| HSCloud Clusters |
| ================ |
| |
| Current cluster: `k0.hswaw.net` |
| |
| Accessing via kubectl |
| --------------------- |
| |
| There isn't yet a service for getting short-term user certificates. Instead, you'll have to get admin certificates: |
| |
| clustercfg admincreds $(whoami)-admin |
| kubectl get nodes |
| |
| Provisioning nodes |
| ------------------ |
| |
| - bring up a new node with nixos, running the configuration.nix from bootstrap (to be documented) |
| - `clustercfg nodestrap bc01nXX.hswaw.net` |
| |
| That's it! |
| |
| Ceph |
| ==== |
| |
| We run Ceph via Rook.
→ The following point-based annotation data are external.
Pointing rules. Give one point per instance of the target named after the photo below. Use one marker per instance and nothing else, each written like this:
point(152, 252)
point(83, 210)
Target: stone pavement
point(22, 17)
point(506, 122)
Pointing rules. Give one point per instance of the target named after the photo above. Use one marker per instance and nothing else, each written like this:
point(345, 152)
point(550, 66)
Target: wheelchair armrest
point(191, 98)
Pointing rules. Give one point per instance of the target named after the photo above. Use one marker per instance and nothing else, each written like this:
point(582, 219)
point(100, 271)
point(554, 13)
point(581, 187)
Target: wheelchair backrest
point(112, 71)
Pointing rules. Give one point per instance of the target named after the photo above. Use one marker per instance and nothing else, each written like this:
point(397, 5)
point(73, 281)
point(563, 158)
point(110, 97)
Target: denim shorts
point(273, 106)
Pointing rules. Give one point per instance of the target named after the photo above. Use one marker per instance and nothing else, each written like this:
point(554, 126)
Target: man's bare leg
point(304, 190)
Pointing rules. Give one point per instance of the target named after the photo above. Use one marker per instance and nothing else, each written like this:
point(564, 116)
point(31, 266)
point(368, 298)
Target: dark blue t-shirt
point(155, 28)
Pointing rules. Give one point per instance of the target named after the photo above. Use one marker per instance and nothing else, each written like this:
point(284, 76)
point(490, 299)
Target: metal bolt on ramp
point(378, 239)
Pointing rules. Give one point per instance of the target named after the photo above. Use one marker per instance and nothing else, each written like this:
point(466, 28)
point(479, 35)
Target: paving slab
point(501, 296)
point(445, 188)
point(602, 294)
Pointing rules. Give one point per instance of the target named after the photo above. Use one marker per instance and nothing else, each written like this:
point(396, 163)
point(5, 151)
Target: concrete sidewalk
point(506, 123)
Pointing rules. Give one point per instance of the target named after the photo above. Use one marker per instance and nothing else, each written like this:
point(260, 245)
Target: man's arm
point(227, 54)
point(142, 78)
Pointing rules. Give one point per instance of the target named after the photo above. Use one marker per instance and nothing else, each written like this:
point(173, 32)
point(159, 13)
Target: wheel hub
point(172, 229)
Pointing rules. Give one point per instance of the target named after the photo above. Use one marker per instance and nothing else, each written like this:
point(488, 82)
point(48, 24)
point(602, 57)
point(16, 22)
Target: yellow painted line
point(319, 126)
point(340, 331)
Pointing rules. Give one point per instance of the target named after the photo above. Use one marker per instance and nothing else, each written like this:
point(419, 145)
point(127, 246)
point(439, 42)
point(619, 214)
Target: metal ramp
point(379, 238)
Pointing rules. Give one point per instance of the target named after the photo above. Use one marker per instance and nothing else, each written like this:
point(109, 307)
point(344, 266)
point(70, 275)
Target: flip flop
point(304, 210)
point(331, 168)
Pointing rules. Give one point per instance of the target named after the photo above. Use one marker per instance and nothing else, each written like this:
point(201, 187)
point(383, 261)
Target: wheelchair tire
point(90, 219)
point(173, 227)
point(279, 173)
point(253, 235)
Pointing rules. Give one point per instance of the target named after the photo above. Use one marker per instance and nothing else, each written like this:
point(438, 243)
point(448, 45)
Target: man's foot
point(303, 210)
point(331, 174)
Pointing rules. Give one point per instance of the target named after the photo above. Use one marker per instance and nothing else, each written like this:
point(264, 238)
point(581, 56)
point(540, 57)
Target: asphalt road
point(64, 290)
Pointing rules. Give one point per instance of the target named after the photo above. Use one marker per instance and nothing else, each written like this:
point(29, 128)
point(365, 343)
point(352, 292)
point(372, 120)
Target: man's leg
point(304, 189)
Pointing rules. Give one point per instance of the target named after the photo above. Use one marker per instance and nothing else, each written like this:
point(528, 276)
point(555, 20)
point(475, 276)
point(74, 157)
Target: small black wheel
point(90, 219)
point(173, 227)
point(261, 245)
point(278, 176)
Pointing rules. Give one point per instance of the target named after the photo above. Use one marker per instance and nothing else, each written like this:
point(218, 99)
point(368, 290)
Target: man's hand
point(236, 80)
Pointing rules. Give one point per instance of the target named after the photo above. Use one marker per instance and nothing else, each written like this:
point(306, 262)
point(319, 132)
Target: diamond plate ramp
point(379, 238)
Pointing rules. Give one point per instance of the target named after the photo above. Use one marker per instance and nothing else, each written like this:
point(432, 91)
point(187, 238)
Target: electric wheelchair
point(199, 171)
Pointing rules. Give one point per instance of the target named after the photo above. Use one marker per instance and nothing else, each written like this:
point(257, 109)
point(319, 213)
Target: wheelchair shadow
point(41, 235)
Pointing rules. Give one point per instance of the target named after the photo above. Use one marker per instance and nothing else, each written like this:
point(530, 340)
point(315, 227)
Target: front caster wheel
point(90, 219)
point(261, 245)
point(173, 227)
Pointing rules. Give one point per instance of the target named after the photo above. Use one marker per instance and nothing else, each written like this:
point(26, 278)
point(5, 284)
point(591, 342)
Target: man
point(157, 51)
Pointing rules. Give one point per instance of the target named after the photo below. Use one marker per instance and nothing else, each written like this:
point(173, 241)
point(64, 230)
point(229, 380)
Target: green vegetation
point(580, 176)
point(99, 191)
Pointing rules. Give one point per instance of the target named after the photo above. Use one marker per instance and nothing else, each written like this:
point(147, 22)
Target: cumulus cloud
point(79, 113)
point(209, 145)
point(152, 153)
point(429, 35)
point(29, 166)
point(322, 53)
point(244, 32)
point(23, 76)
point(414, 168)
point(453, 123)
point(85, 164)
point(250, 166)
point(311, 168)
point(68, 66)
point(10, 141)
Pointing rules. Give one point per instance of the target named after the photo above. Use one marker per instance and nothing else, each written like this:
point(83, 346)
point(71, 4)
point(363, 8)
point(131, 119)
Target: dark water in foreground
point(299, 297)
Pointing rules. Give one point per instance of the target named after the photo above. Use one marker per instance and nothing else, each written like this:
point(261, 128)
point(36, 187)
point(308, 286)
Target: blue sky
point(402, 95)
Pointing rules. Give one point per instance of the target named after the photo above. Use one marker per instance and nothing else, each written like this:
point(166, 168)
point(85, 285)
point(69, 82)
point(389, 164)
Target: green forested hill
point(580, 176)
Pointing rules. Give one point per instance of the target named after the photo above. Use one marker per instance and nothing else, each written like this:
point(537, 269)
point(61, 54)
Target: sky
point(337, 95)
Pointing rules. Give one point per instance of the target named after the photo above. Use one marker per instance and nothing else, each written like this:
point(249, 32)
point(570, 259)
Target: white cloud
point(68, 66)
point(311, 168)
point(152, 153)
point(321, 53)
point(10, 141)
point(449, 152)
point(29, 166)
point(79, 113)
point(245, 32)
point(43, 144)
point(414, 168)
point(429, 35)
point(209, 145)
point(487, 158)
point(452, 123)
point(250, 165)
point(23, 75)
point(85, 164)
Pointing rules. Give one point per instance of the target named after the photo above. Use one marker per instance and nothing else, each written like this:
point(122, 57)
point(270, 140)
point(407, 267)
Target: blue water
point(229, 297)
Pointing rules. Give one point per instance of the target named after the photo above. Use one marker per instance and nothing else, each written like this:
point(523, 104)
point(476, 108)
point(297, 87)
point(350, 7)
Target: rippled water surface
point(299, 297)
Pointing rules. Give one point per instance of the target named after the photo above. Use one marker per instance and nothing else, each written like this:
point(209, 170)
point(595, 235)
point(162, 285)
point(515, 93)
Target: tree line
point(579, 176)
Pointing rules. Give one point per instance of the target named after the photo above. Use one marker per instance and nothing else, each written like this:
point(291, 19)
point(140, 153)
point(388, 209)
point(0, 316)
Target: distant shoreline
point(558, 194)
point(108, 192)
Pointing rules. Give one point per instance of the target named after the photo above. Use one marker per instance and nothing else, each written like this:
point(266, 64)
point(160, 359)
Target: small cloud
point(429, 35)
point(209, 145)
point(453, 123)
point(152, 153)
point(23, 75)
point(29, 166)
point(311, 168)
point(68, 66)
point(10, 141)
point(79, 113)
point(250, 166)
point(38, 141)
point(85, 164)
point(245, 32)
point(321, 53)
The Rook operator is running in the `ceph-rook-system` namespace. To debug Ceph issues, start by looking at its logs. |
| |
| The following Ceph clusters are available: |
| |
| ceph-waw1 |
| --------- |
| |
| HDDs on bc01n0{1-3}. 3TB total capacity. |
| |
| The following storage classes use this cluster: |
| |
| - `waw-hdd-redundant-1` - erasure coded 2.1 |
| |
| A dashboard is available at https://ceph-waw1.hswaw.net/, to get the admin password run: |
| |
| kubectl -n ceph-waw1 get secret rook-ceph-dashboard-password -o yaml | grep "password:" | awk '{print $2}' | base64 --decode ; echo |
| |
| Known Issues |
| ============ |
| |
| After running `nixos-configure switch` on the hosts, the shared host/container CNI plugin directory gets nuked, and pods will fail to schedule on that node (TODO(q3k): error message here). To fix this, restart calico-node pods running on nodes that have this issue. The Calico Node pod will reschedule automatically and fix the CNI plugins directory. |
| |
| kubectl -n kube-system get pods -o wide | grep calico-node |
| kubectl -n kube-system delete pod calico-node-XXXX |
| |